The information below comes from the statement of deficiencies compiled by health inspectors and provided to AHCJ by the Centers for Medicare and Medicaid Services. It does not include the steps the hospital plans to take to fix the problem, known as a plan of correction. For that information, you should contact the hospital, your state health department or CMS. Accessing the document may require you to file a Freedom of Information Request. Information on doing so is available here.
|HAZARD ARH REGIONAL MEDICAL CENTER||100 MEDICAL CENTER DRIVE HAZARD, KY 41701||Jan. 30, 2018|
|VIOLATION: PATIENT RIGHTS: CARE IN SAFE SETTING||Tag No: A0144|
|Based on interview, record review, review of the facility's abuse policy, and review of the facility's incident report, it was determined the facility failed to ensure an allegation of abuse was reported immediately and that one (1) of ten (10) sampled patients (Patient #1) was protected from further potential abuse. Interview with a Patient Care Assistant (PCA) revealed on 01/24/18 at approximately 12:00 AM, PCA #1 observed that Patient #1 had a black eye. PCA #1 questioned the patient regarding the black eye, and Patient #1 made a fist and pointed to the PCA's badge, indicating that he/she had been struck by an employee. However, PCA #1 did not report the allegation until approximately 7:25 AM, seven (7) hours and twenty-five (25) minutes later and there was no evidence the patient was protected from further potential abuse.
The findings include:
Review of the facility policy titled "Abuse, Neglect, Exploitation of Patients and Reporting," adopted May 2017, revealed the facility would ensure patients would be free from all forms of abuse. Additional review revealed any staff member having reasonable cause to suspect that a patient had suffered abuse or neglect would immediately report the incident to their supervisor or the house supervisor.
Record review revealed the facility admitted Patient #1 on 12/29/17 with diagnoses including Acute Respiratory Failure, Chronic Pulmonary Obstructive Disorder, Aspirational Pneumonia, and Sepsis.
Review of a facility Incident Abstract Report, dated 01/24/18, revealed PCA #1 observed that Patient #1 had a black eye. Further review revealed PCA #1 questioned the patient regarding the black eye and Patient #1 made a fist and pointed to the PCA's badge, indicating that he/she had been struck by an employee.

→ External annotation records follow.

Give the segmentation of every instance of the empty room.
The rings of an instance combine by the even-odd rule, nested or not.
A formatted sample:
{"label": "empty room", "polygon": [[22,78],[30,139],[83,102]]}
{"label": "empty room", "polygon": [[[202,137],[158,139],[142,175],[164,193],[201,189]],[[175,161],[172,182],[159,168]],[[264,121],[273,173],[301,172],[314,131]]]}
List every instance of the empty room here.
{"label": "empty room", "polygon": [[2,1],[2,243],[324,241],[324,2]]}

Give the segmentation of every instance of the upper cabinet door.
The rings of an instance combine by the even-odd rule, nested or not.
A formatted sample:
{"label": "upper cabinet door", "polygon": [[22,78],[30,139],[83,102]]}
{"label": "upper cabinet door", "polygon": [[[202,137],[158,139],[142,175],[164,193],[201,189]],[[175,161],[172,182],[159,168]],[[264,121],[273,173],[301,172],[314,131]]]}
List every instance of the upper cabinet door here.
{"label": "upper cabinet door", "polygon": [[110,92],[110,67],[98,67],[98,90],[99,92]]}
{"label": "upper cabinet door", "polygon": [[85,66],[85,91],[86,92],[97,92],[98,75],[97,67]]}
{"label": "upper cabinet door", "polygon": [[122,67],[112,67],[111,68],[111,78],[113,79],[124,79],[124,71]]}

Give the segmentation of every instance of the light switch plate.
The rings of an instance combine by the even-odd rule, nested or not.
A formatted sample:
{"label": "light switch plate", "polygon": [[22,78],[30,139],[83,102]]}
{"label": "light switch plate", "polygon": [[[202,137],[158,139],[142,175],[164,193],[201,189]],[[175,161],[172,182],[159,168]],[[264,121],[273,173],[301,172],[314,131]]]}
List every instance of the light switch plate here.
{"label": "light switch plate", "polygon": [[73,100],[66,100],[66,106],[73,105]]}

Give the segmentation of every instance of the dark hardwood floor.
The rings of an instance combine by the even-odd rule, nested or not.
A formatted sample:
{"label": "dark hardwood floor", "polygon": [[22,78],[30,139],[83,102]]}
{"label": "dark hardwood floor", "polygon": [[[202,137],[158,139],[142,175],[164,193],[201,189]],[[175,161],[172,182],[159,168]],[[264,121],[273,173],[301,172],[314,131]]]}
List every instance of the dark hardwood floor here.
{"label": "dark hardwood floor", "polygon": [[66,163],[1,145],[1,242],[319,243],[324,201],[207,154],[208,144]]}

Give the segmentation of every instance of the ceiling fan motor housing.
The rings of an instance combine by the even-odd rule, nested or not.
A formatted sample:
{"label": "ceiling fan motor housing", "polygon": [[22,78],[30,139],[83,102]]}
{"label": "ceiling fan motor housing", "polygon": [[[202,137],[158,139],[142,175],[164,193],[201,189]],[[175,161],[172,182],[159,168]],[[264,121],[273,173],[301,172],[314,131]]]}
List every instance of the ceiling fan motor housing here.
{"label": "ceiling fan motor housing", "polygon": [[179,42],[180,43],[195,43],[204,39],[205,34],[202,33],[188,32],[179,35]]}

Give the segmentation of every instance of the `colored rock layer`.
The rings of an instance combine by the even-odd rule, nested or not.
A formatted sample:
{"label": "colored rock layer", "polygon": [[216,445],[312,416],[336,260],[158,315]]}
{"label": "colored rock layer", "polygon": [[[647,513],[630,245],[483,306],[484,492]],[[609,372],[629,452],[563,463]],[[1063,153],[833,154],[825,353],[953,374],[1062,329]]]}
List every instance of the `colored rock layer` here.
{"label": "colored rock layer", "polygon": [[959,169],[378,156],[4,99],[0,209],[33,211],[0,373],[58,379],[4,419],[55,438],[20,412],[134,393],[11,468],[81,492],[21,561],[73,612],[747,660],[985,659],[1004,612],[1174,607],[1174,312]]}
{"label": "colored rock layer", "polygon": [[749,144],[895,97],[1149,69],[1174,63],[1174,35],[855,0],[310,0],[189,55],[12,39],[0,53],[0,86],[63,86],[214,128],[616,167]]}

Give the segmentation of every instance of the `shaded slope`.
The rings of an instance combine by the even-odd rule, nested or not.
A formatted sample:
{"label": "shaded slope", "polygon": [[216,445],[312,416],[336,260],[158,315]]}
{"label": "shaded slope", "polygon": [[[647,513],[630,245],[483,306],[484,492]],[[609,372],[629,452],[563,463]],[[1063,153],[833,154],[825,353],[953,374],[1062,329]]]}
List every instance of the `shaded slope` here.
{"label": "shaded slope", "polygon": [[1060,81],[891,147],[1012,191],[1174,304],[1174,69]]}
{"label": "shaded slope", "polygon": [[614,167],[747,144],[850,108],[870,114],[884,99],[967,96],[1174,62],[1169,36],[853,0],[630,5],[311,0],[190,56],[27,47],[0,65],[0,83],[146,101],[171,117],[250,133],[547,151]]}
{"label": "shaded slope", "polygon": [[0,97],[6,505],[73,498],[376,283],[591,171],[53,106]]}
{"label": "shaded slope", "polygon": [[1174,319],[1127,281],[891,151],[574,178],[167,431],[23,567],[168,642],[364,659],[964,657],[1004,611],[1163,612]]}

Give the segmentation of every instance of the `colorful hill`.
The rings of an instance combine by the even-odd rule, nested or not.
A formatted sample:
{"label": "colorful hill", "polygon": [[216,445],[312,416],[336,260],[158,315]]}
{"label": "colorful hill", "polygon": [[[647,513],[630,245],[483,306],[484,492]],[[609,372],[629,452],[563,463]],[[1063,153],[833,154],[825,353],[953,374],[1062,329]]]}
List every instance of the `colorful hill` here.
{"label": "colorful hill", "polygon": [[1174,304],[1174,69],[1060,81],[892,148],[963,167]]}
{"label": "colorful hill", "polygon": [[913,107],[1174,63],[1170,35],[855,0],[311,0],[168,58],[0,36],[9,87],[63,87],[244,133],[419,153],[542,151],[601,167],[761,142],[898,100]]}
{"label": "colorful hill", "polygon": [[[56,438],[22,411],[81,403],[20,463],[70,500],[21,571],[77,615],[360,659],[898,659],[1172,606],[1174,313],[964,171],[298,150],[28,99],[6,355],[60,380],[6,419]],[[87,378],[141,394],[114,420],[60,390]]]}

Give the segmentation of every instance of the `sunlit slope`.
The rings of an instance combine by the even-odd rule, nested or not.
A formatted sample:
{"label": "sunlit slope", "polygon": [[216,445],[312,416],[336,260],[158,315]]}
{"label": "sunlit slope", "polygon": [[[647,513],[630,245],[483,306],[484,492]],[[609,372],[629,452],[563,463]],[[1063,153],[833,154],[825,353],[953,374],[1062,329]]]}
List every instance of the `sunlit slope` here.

Interview with PCA #1 on 01/29/18 at 6:05 PM revealed she was working with Patient #1 on 01/24/18 at approximately 12:00 AM, and observed that Patient #1 had a black eye. PCA #1 stated Patient #1 was nonverbal and when she questioned the patient regarding the black eye, the patient made a fist and pointed to her badge, and indicated to her that he/she had been struck by an employee. However, PCA #1 stated she did not immediately notify her supervisor or the house supervisor per the facility's policy and procedure and she did not report the allegation of physical abuse until the end of her shift on 01/24/18 at approximately 7:25 AM. Continued interview with PCA #1 revealed she had been trained on abuse and neglect reporting and knew she was supposed to report any allegation of abuse or neglect immediately to her supervisor or the house supervisor.
Interview with the PCA Coordinator on 01/29/18 at 3:34 PM revealed she was PCA #1's supervisor. Additional interview with the PCA Coordinator revealed PCA #1 reported the allegation of abuse/neglect regarding Patient #1 on 01/24/18 at approximately 7:25 AM. The PCA Coordinator stated she notified the Regulatory Affairs Officer of the allegation.
Interview with the Regulatory Affairs Officer on 01/29/18 at 2:41 PM and on 01/30/18 at 12:00 PM, revealed on 01/24/18 the PCA Coordinator reported the allegation of abuse/neglect, and an investigation was initiated. According the officer, the investigation was still in progress.